Future federal stimulus bailouts President Barack Obama trademark road to nowhere in this never ending economic slide. Fiscal motivation to put the nation’s finances on a recoverable path, the Federal Reserve implied that another stimulus bailout are on the president’s agenda could be needed to boost a wrangling economy.
Help from the Federal Reserve, but the truth to the matter any additional financial assistance has produced a slower recovery period than expected from the state of the economy as the job market since this January is bleak leading to more concerns that any new bailouts could extend furthering more debt crisis. No tax breaks to big businesses and corporations will prolong failure.
Prior stimulus bailouts have not jumpstarted the economy forcing more speculation that any new financial action from the feds will lead to more anxiety among financial investors in a lacking job market. By the Constitution, congress is prepared to take action if needed first with the feds prepared to act financially.
President Obama, will remain prepared to take action to protect the U.S. financial system and economy in the event that financial stresses plummets the economy further. Currently there is nothing moving this economy into recovery. The government has assumed control more than likely the economy is headed for more doom and gloom before the November 2012 presidential election.
Obama must realize that broad economic growth cannot just cover the labor market. Small business grows when the government and big business sits together and creates prosperity so that corporations can funnel monetary value to banking institutions and small businesses can expand to the middle class, the “Grand Poobah” of consumer spending.
Federal Reserved Chairman Ben Bernanke recently spoke to Congressional members stating that “the body should work to prevent unnecessarily impeding the current economic recovery by avoiding” a catch phrase he termed “fiscal cliff.”, The “fiscal cliff” embrace the “expiration of the Bush tax cuts, middle-class protection from the Alternative Minimum Tax,” and permanent tax breaks for “individuals and businesses that are set to run out.”
Let’s not forget that the Bush tax cuts hindered this economy and the financial institutions since the Democratic controlled congress pushed the tax cuts further during the Bush administration. Obama promised to end the tax cuts but caved in at the end of 2010 which has furthered the deepening economic slide. No new tax codes could lead to a depression.
The Bush tax cuts and the payroll tax cuts extended unemployment benefits without creating jobs. Obama stimulus measures went toward infrastructure projects not economic development a significant threat from recovery. The Federal Reserve could take action if necessary. Is it necessary to add more bailouts and debt to the economy?
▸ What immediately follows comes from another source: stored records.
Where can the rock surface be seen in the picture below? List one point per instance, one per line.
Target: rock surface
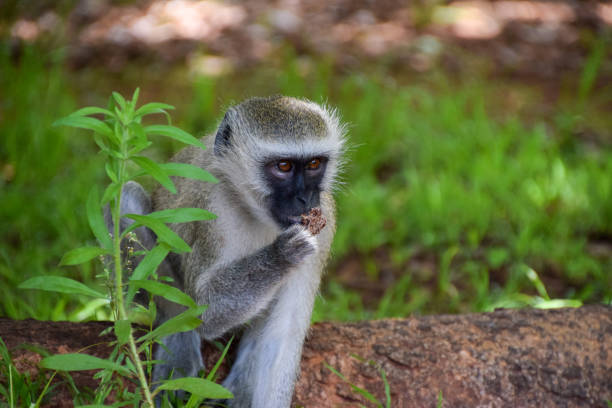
(508, 358)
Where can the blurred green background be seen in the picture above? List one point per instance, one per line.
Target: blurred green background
(475, 180)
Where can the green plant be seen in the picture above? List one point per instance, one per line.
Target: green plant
(121, 137)
(361, 391)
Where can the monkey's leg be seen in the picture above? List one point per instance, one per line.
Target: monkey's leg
(181, 355)
(264, 373)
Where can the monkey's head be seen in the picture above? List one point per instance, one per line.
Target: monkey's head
(280, 154)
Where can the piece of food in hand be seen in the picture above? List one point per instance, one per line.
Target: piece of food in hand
(314, 221)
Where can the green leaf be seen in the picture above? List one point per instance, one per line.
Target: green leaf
(92, 110)
(174, 133)
(154, 170)
(111, 172)
(188, 320)
(213, 372)
(134, 100)
(198, 386)
(119, 99)
(60, 284)
(122, 330)
(111, 192)
(85, 122)
(166, 291)
(96, 220)
(79, 362)
(150, 262)
(188, 171)
(164, 234)
(176, 215)
(355, 388)
(80, 255)
(153, 107)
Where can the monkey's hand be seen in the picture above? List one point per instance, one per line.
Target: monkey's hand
(295, 243)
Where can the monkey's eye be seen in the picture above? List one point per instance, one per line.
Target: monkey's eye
(313, 164)
(284, 166)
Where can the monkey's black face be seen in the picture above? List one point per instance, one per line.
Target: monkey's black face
(295, 185)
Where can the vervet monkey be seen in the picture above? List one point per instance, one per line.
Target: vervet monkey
(255, 266)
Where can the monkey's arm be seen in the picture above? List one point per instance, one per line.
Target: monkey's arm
(238, 291)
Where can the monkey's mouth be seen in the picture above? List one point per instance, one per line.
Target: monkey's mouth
(294, 219)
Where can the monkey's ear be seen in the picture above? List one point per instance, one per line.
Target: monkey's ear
(224, 134)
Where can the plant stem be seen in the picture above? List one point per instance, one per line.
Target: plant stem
(119, 301)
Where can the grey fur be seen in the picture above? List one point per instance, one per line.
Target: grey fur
(253, 275)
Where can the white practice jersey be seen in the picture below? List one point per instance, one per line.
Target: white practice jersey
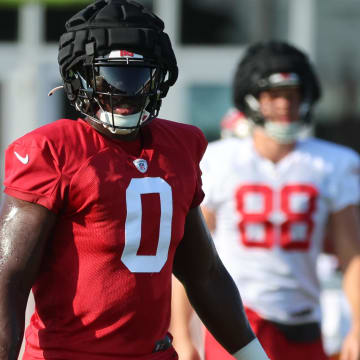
(271, 219)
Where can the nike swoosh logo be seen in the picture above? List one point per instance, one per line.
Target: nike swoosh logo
(23, 159)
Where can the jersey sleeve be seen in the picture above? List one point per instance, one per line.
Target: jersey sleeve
(32, 172)
(345, 188)
(201, 145)
(210, 178)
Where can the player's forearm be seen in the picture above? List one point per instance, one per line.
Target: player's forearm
(11, 327)
(228, 324)
(351, 284)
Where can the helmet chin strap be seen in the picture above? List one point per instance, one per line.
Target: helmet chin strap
(120, 124)
(283, 133)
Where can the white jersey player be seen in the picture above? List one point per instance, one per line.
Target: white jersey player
(271, 198)
(271, 219)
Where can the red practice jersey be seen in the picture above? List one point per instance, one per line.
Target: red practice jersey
(104, 287)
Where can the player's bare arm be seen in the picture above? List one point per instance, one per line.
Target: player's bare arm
(209, 286)
(345, 228)
(24, 230)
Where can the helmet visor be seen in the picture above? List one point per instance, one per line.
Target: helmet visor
(125, 80)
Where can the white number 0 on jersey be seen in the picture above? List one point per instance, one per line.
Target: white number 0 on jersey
(146, 263)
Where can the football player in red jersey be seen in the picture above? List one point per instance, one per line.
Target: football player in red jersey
(270, 199)
(98, 212)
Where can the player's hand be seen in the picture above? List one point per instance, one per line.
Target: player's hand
(351, 346)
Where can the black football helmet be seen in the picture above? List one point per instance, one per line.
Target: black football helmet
(115, 54)
(274, 64)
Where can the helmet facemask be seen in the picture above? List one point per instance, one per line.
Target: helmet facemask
(284, 133)
(119, 90)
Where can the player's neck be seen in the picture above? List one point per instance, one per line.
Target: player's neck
(269, 148)
(107, 133)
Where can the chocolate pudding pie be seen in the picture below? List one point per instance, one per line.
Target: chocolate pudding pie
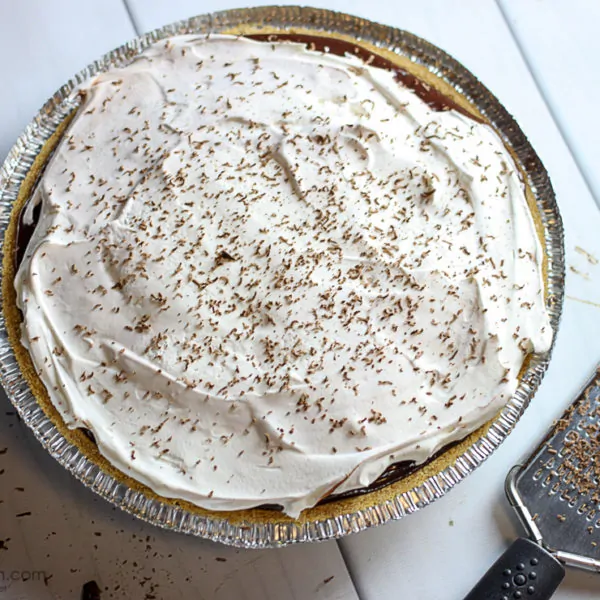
(261, 270)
In the best interest stop stimulus spending, let the market play out. When the economy plays out, everything will return to normal. Adding more stimuli is like giving a whale a dic tac candy. He will come back for more to satisfy his hunger. Let’s let the election take place, let the markets and economy swallow their own mess.
All stimulus money is created out of thin air that creates more debt. Debt must continue to grow or the monetary supply gets smaller leading to massive defaults in mortgages and financial institutions requiring more bailouts because we live in a debt society.
In this debt based system, Congress take power to regulate more financial reform from Dodd Frank and issue regulation on the flow of cash to reduce the enormous debt accumulated within the last 3 years under the Obama administration. Paying down the debt decreases the money supply from the government.
Stimulus bailout is money we don’t have. More bad news about the economic in a bad market raises another stimulus providing more unemployment, housing decline, rising gas prices and loan defaults. More stimulus bailouts only delay the inevitable. A total financial collapse if the nation continues on the current pace for the next four years. The deficit will rise above $20 trillion. If that is the case, further improvement in the market, financial system and economy must be monitored to curtail the crisis.